Even more bizarre, SNP supporters approve of this. Where once the movement decried the un-examined state, now it colludes in obscuring the facts. For many decades the party called for Scotland to have an independent economic forecasting unit. Now it is in power it actively talks down the value of impartial macro-economic research. Similarly, the SNP of a few years ago would have killed for a fiscal institute shedding light on our tax base , but the Scottish Government resists cries for such a thing. And the party faithful applaud, as if information itself were now an enemy of destiny.
For a government that boasts of its competence, it wins support by being incompetent on its core policy. There is merit, apparently, in not researching our future, or spending money on preparing policy. In any other area of government, this would be a suicide-note.
Scotland’s post-referendum debate has gone deathly quiet. There are plenty who will join in the SNP slogans about a vow betrayed or nasty Tories, but it is evidently untrue to say we are ‘changed for ever’. Instead, we are back in the past, dominated by one party, bereft of intelligent debate, doing quiet deals to get by – in short, back to normal.
The interests of the SNP and the interests of independence have diverged. Independence needs facts and planning. The leadership fear those facts will rip the party apart. The SNP is growing comfortable in its role as the ‘Scotland’ party within a lop-sided UK, while pretending it is still fighting for independence to keep the party together.
We are told the people are in charge, but the Government goes out of its way to deny the people information. This isn’t about Scotland, its about the SNP. The electorate aren’t stupid. They tolerate this contradiction for want of an alternative. Lets pray that alternative turns up before independence does.
This is a morally dubious form of government. Posing as the defender of the poor against Tories when you have no credible alternative and don’t bother to research one is arguably immoral. More so when there is an explicit party policy not to reverse all cuts upon independence. The SNP’s ill-prepared version of independence does not plausibly offer any real alternative.

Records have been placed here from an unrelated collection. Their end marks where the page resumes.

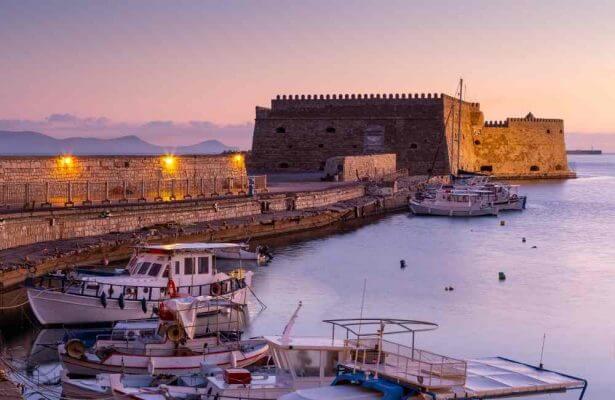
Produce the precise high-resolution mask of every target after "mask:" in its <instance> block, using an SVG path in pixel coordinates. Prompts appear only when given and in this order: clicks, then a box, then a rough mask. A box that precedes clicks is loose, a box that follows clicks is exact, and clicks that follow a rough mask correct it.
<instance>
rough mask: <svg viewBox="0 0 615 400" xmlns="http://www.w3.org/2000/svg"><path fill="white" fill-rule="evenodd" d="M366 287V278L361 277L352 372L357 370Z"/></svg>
mask: <svg viewBox="0 0 615 400" xmlns="http://www.w3.org/2000/svg"><path fill="white" fill-rule="evenodd" d="M366 287H367V278H364V279H363V294H362V295H361V311H360V312H359V333H358V334H357V349H356V354H355V357H354V367H353V369H352V373H353V374H354V373H355V372H357V359H358V357H359V346H360V343H359V341H360V340H361V326H362V325H363V310H364V309H365V288H366Z"/></svg>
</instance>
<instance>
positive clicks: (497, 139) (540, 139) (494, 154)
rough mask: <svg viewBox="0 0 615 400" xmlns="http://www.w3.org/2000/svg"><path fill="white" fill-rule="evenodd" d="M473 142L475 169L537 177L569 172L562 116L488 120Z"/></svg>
mask: <svg viewBox="0 0 615 400" xmlns="http://www.w3.org/2000/svg"><path fill="white" fill-rule="evenodd" d="M474 143H475V145H474V160H473V161H472V164H473V168H474V170H475V171H478V172H480V171H481V170H482V172H491V173H492V174H494V175H496V176H501V177H506V176H515V177H516V176H524V177H536V178H539V177H543V176H566V175H569V174H570V171H569V169H568V159H567V156H566V146H565V142H564V121H563V120H561V119H542V118H532V117H530V118H508V119H507V120H506V121H500V122H487V123H485V126H484V127H483V128H482V129H481V130H480V132H478V133H477V134H475V135H474ZM489 167H491V171H488V169H489Z"/></svg>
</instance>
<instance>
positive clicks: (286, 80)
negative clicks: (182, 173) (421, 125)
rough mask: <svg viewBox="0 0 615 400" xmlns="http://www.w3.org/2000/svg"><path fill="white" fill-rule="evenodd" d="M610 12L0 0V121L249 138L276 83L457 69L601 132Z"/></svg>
mask: <svg viewBox="0 0 615 400" xmlns="http://www.w3.org/2000/svg"><path fill="white" fill-rule="evenodd" d="M614 16H615V2H613V1H583V2H579V1H561V0H558V1H546V0H542V1H496V0H485V1H459V0H455V1H435V0H432V1H410V0H403V1H351V0H346V1H339V0H338V1H306V0H302V1H261V0H259V1H251V2H248V1H196V0H195V1H147V2H146V1H85V0H80V1H69V0H62V1H42V0H38V1H24V0H2V1H1V2H0V54H1V55H2V62H1V63H0V77H1V82H2V83H1V84H0V129H9V128H11V129H12V130H17V129H19V128H32V127H34V128H37V129H38V130H39V131H41V132H45V133H51V134H54V135H56V136H74V135H84V136H86V135H91V136H103V137H104V136H118V135H121V134H130V133H134V132H139V133H141V134H143V135H144V136H145V137H144V138H145V139H151V140H152V141H154V142H158V143H161V144H169V143H170V142H171V141H175V140H177V141H179V142H180V143H179V144H186V143H194V142H197V141H200V140H204V139H207V138H218V139H221V140H223V141H224V140H225V139H226V142H228V143H229V144H233V145H241V146H243V147H249V143H250V134H251V123H252V121H253V119H254V106H256V105H263V106H267V105H268V104H269V100H270V98H271V97H272V96H275V95H276V94H296V93H297V94H300V93H305V94H320V93H359V92H360V93H378V92H379V93H390V92H392V93H395V92H407V93H408V92H446V93H450V94H454V91H455V87H456V84H457V80H458V79H459V77H460V76H463V77H464V79H465V80H466V82H467V94H468V96H467V99H468V100H470V101H479V102H480V103H481V107H482V109H483V111H484V112H485V116H486V118H487V119H504V118H505V117H507V116H523V115H525V114H526V113H527V112H528V111H532V112H533V113H534V114H535V115H536V116H539V117H554V118H555V117H557V118H564V119H565V124H566V130H567V132H578V133H613V132H615V111H614V110H615V23H614V22H613V17H614ZM51 115H55V116H52V117H50V116H51ZM152 123H153V124H154V125H155V126H157V129H159V130H158V131H157V132H158V134H157V135H156V134H153V133H151V132H150V131H149V130H148V128H147V127H148V126H149V125H148V124H152ZM156 124H158V125H156ZM165 124H166V125H165ZM165 126H166V128H164V127H165ZM160 127H162V131H160ZM200 127H202V129H201V128H200ZM165 129H166V130H165ZM168 130H171V131H176V132H177V136H176V137H175V138H173V137H170V135H169V133H170V132H168ZM161 132H162V133H161Z"/></svg>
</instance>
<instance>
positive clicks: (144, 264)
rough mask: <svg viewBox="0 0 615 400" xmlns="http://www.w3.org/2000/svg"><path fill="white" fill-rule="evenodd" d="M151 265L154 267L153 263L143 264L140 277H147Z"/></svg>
mask: <svg viewBox="0 0 615 400" xmlns="http://www.w3.org/2000/svg"><path fill="white" fill-rule="evenodd" d="M150 265H152V263H149V262H145V263H142V264H141V266H140V267H139V272H137V273H138V274H139V275H145V274H146V273H147V270H148V269H149V266H150Z"/></svg>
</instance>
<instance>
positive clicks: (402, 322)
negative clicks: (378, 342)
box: [323, 318, 438, 337]
mask: <svg viewBox="0 0 615 400" xmlns="http://www.w3.org/2000/svg"><path fill="white" fill-rule="evenodd" d="M323 322H325V323H328V324H331V325H333V329H335V327H336V326H337V327H340V328H343V329H345V330H346V331H348V332H349V333H352V334H353V335H355V336H356V337H369V336H371V337H374V336H381V335H393V334H398V333H412V334H414V333H416V332H427V331H433V330H435V329H437V328H438V324H436V323H434V322H427V321H417V320H412V319H399V318H344V319H327V320H324V321H323Z"/></svg>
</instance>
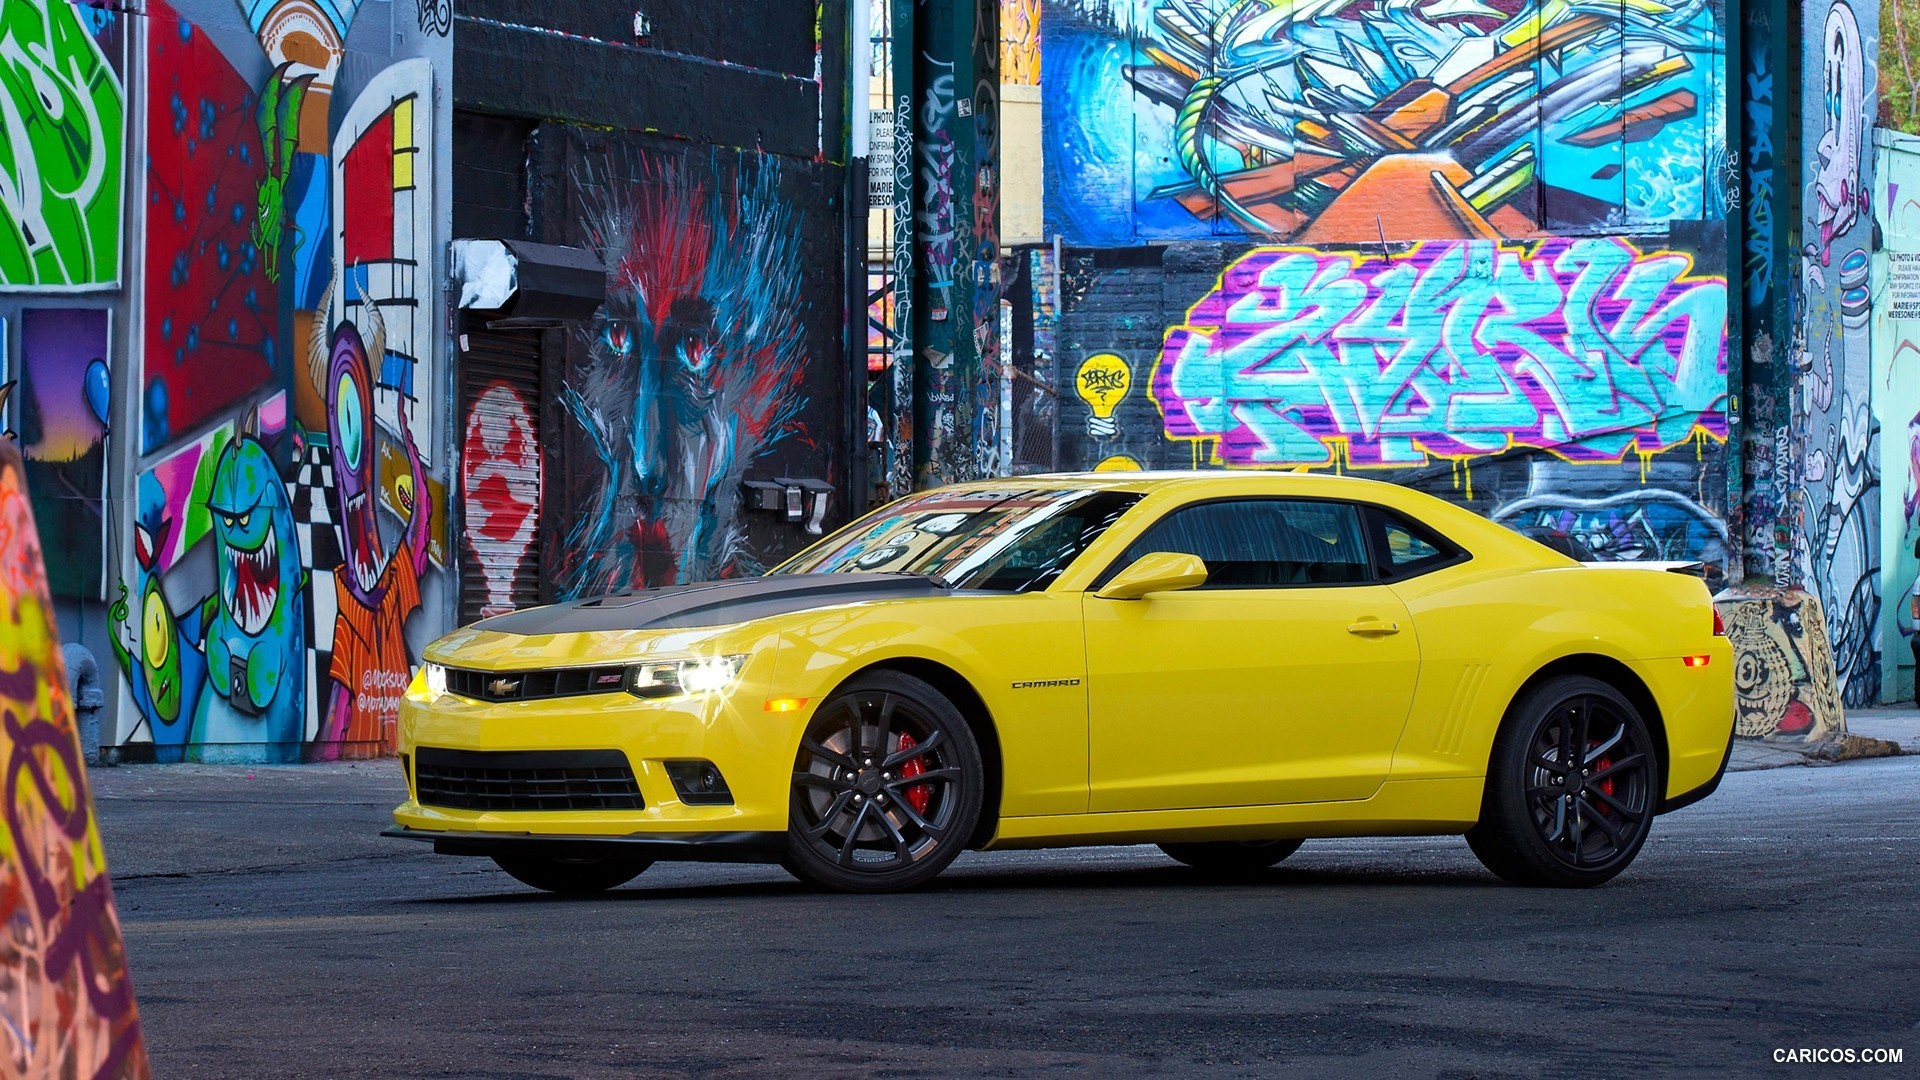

SNP Independence has become the cocaine of the politically active, fun to join in but dulling the senses, jabbering on at a hundred words per minute while disconnected from self awareness. It is for another generation to do the hard work of thinking through all the implications, and then deciding if independence is the right thing to do. By that point Britain will be different, Europe will be different and the world will have fundamentally changed. Perhaps there is no harm in all of this: some political misdirection; ultimately settling for a better deal than before; nobody shot in the process. But it serves neither devolved Scotland nor the people who wish for independence.